Boasson Hagen overcomes photo-finish agonies to get Tour de France stage win

Chris Froome crossed safely in the pack to retain the yellow jersey with two stages to go.

Boasson Hagen overcomes photo-finish agonies to get Tour de France stage win

Edvald Boasson Hagen won stage 19 of the Tour de France as Chris Froome crossed safely in the pack to retain the yellow jersey with two stages to go.

Norwegian Boasson Hagen has been on the wrong side of two photo finishes so far in this Tour but made certain of victory in Salon-de-Provence as he attacked out of the breakaway with three kilometres to go and soloed to the line.

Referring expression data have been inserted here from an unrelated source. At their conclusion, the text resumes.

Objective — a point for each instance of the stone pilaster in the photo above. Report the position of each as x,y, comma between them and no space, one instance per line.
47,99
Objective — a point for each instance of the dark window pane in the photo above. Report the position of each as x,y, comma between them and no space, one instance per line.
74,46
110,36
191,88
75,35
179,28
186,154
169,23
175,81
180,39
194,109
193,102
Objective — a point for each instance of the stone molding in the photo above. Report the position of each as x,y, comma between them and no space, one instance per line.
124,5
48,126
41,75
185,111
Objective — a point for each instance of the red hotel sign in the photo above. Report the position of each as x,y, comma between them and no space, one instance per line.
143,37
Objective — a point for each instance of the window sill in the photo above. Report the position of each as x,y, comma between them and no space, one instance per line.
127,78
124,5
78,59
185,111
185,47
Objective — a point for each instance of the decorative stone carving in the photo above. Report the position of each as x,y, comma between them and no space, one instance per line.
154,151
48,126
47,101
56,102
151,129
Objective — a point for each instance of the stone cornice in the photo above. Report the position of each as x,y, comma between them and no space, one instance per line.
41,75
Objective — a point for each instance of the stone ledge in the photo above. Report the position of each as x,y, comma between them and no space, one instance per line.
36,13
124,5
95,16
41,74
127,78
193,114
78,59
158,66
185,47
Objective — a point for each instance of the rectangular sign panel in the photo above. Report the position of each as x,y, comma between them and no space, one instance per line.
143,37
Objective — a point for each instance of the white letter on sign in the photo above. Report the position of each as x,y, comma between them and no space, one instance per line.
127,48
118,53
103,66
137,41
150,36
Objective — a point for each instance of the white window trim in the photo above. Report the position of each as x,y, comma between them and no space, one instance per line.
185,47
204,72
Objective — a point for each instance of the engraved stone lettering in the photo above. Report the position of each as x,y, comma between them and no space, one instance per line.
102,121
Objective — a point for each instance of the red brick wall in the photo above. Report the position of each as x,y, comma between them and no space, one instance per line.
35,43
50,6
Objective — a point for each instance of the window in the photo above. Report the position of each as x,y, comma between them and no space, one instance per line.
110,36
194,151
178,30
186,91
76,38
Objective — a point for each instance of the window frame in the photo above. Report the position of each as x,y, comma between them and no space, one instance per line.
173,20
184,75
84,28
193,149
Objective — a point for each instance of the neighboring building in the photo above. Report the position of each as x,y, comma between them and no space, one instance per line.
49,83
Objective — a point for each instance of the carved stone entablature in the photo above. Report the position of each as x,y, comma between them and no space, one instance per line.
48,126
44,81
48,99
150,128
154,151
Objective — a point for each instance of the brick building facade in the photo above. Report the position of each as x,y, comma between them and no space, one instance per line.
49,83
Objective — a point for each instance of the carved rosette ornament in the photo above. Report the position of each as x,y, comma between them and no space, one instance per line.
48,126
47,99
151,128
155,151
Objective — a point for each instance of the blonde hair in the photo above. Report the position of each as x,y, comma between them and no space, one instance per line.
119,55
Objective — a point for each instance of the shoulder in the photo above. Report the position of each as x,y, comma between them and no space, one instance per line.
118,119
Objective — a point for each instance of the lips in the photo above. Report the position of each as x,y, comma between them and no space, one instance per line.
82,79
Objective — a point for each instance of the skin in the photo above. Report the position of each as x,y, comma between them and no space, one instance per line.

Nikias Arndt did his best to keep up but the Team Sunweb man came home in second place, five seconds behind.

That all happened a good 12 and a half minutes before the peloton crossed the line, with the contenders taking it relatively easy after two hard days in the Alps.

Froome leads by 23 seconds from Frenchman Romain Bardet and 29 seconds from Colombian Rigoberto Uran going into Saturday's penultimate stage, a 22.5km time trial starting and finishing in Marseille's Velodrome stadium.

Ireland’s Dan Martin and Nicolas Roche both finished safely in the peloton, with Martin sixth in the overall standings.

Team Dimension Data's Boasson Hagen was denied by just six millimetres - or 0.0003 seconds - when Marcel Kittel won stage seven to Nuits-Saint-Georges in the first week of the Tour.

He was then narrowly beaten again by the German on stage 12 to Pau, a victory that would have been all the sweeter for Boasson Hagen's South African-based team as it would have come on Nelson Mandela Day.

A day after the final mountain test, the organisers threw the longest stage of the entire Tour at the riders as they rode 222.5km from Embrun.

Although this stage was listed as flat, Team Sky were eager to avoid it coming to a sprint finish given the technical nature of the final three kilometres - with three sharp bends perhaps inviting a crash if the race was on.

As such, they allowed a 20-man break - also including another ex-Team Sky man in the shape of Ben Swift - to go more than 10 minutes up the road.

It began to fracture inside the final 20km, with Boasson Hagen part of a nine-man group that left Swift and the others behind.

When the 30-year-old kicked again with less than three kilometres to go, Arndt was the only one to respond but the German could not keep up.

Froome is now firmly odds on for a fourth Tour title with Saturday's battle against the clock expected to see him gain further time on his rivals.

The 32-year-old certainly looked in relaxed mood as the peloton cruised along, and he even took time to high-five famed Tour fan Didi the Devil along the way.